I don't think there's anything wrong with a spouse taking the other spouse's last name, but I was never interested. One reason was the historical ties of patrilineal naming to coverture in England, a law that said women didn't have their own legal identity; they belonged to their father when they were born, and then they belonged to their husband, symbolized through the use of his last name.
I didn't have the same last name as my mom
In addition to viewing the tradition as inherently patriarchal, I grew up in a divorced household. My parents separated when I was 2, and my mom remarried when I was 7, taking her second husband's name — so I don't really remember a time my mom and I were both Simansons.
When I was a kid, people were always getting our names wrong. I have a double first name — Sarah Hunter — so people often called me "Sarah" and her "Mrs. Hunter." If they did get my first name correctly, then they called her "Mrs. Simanson." When friends came over to play, she rarely corrected them; it was usually me telling them they had it wrong.
My mom passed away four years ago, so I don't know if it bothered her that we didn't share the same last name for most of my life. The only context I have is that once when we were out at dinner with a pregnant friend who was trying to decide whether she should change her name, my mom said it's nice when you have the same name on the birth certificate.
It gets more complicated when you have kids
That's where the name-changing question gets complicated. It's logistically easier to have the same name as your kids. Still, among heterosexual couples, it's even rarer for kids to take their mom's last name than it is for a woman to keep her name — the few studies that exist suggest it's about 3% to 4% of kids born to heterosexual couples.
When my husband and I got married in 2017, we didn't discuss me taking his name or him taking my name. But when my daughter was born a year and a half later, we did discuss hers. I didn't want to hyphenate my daughter's last name because I felt it'd be a bureaucratic pain. And because so many systems — like health insurance — default to patrilineal naming systems, it was easier to have her use my husband's last name than mine.

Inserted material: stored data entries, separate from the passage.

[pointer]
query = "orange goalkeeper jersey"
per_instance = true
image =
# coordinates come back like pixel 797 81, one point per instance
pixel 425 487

When my son was born 19 months later, we had the conversation again. Again I defaulted to my husband's last name — because while giving my son "Simanson" may have been parity, I wanted him to share the same last name as his sister.

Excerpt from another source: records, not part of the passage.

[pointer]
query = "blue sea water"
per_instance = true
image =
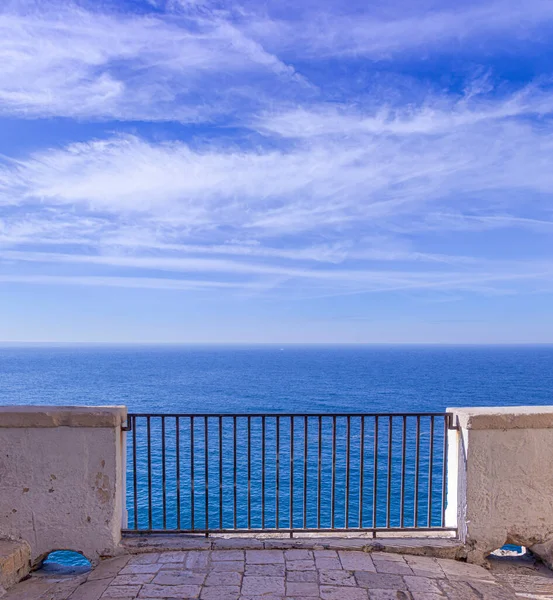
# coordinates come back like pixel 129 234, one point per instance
pixel 277 378
pixel 280 379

So now I'm the odd one out. And I'm OK with it.
After my mom's second marriage ended, she legally returned to her maiden name, and after marrying her third husband she kept it. It's the name on her death certificate and in her obituary, which lists her accomplishments and the names of us, her children, the ones she left behind. It's another official acknowledgment I don't share the same last name, but that doesn't make her any less my mother or me any less her daughter.
To me, our differing last names symbolize a departure from the patriarchal traditions of ownership, a reminder that we are individuals connected through love who maintained that connection through choice.
I hope my kids grow up to feel the same way.